This function takes a string wild
containing '*' and '?' wild cards, and replaces the wildcards with possible chars from a tree database with nodeT *w
. out
holds a temporary string. Each candidates is added to a referenced bst.
void Lexicon::matchRegExpHelper(nodeT *w, string wild, Set<string> &matchSet, string out)
{
if (wild == "") matchSet.add(out);
else {
if (wild[0] != '*' || wild[0] != '?') { //this parses up to the wildcard, earlier versions used a position parameter and looped through the prefix chars recursively
for (int j = 0; j < w->alpha.size(); j++)
if (wild[0] == w->alpha[j].letter) matchRegExpHelper(w->alpha[j].next, wild.substr(1), matchSet, out+=wild[0]);
} else {
for (int i = 0; i < w->alpha.size(); i++) {
if (wild[0] == '?') matchRegExpHelper(w->alpha[i].next, wild.substr(1), matchSet, out+=w->alpha[i].letter);//follow path
else { //logically, wild[0] == '*' must be true
if (ontLength == (wild.length() + out.length())) matchRegExpHelper(w->alpha[i].next, wild.substr(1), matchSet, out+=w->alpha[i].letter); //ontology is full, treat like a '?'
else matchRegExpHelper(w->alpha[i].next, wild.substr(1), matchSet, out+=(w->alpha[i].letter+'*')); //keep adding chars
}
}
}
}
}
When the first wildcard is reached the function starts over - I have tried rewriting this with the for loops, without the loops, and in differing 'prune' approaches. I am missing something basic and suspect this is a backtracking issue. Eventually the stack overflows.
Question: 1) what am I missing conceptually, and 2) how do I fix this function?
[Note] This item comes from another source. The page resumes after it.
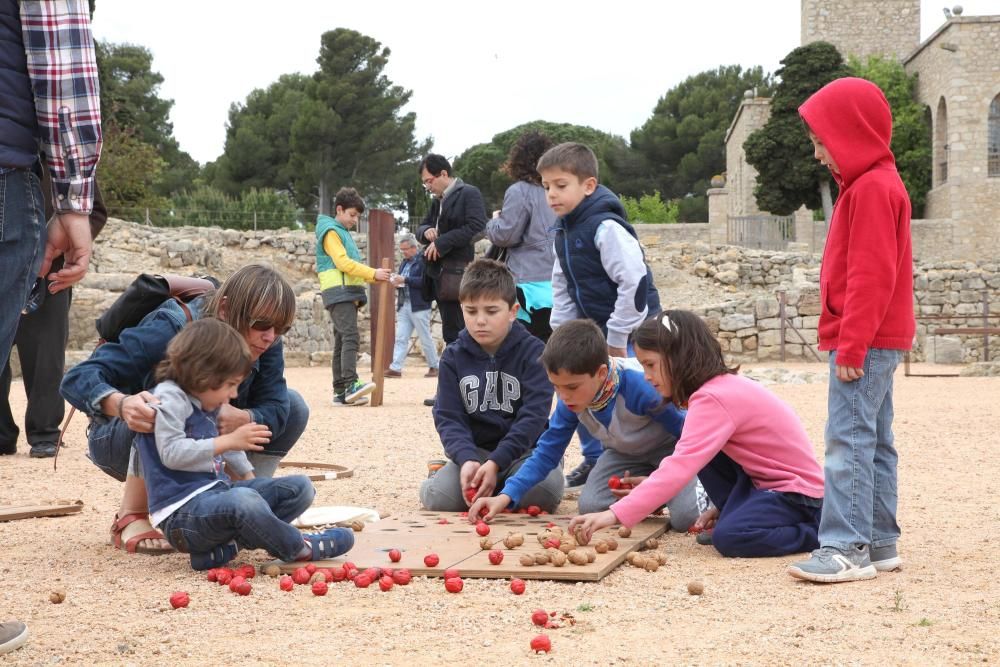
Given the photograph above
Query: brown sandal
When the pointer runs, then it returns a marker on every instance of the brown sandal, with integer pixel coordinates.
(132, 544)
version without for loop - the test case is a bit different but similar, I'd have to test it to find it again
else {
if (wild[0] == '?'){
matchRegExpHelper(w, wild, ++pos, matchSet, out);//return and check next path
matchRegExpHelper(w->alpha[pos].next, wild.substr(1), 0, matchSet, out+=w->alpha[pos].letter);//follow path
}
if (wild[0] == '*'){
matchRegExpHelper(w, wild, ++pos, matchSet, out);//return and check next path
if (ontLength == (wild.length() + out.length()))matchRegExpHelper(w->alpha[pos].next, wild.substr(1), 0, matchSet, out+=w->alpha[pos].letter); //ontology is full, treat like a '?'
else matchRegExpHelper(w->alpha[pos].next, wild.substr(1), 0, matchSet, out+=(w->alpha[pos].letter+'*')); //keep adding chars
}
if (wild[0] == w->alpha[pos].letter) matchRegExpHelper(w->alpha[pos].next, wild.substr(1), 0, matchSet, out+=wild[0]);
matchRegExpHelper(w, wild, ++pos, matchSet, out);//check next path
}
for (int i = 0; i < w->alpha.size(); i++) matchRegExpHelper(w->alpha[i].next, wild.substr(1), 0, matchSet, out+=wild[0]);//step over char
the for loop at the end was an attempt to fix the overflow, i thought maybe there was no case for some threads, but I wanted those to prune, so not sure what to do
There were three issues with this code:
@Basile_Starynkevitch noted the importance of using the debugger to follow the path - in this case with VS2008, the stack allowed parsing the steps and noting the path moving back through several functions.
@Picarus correctly noted the error in the terminating condition
These solutions led to finding:
the solution, this void function requires two return;
, one after the termination condition to terminate and another at the end to catch pruned threads. from reading several websites, it seems that a return;
in a void function is unusual, but this case with the recursion and multiple paths, it was required.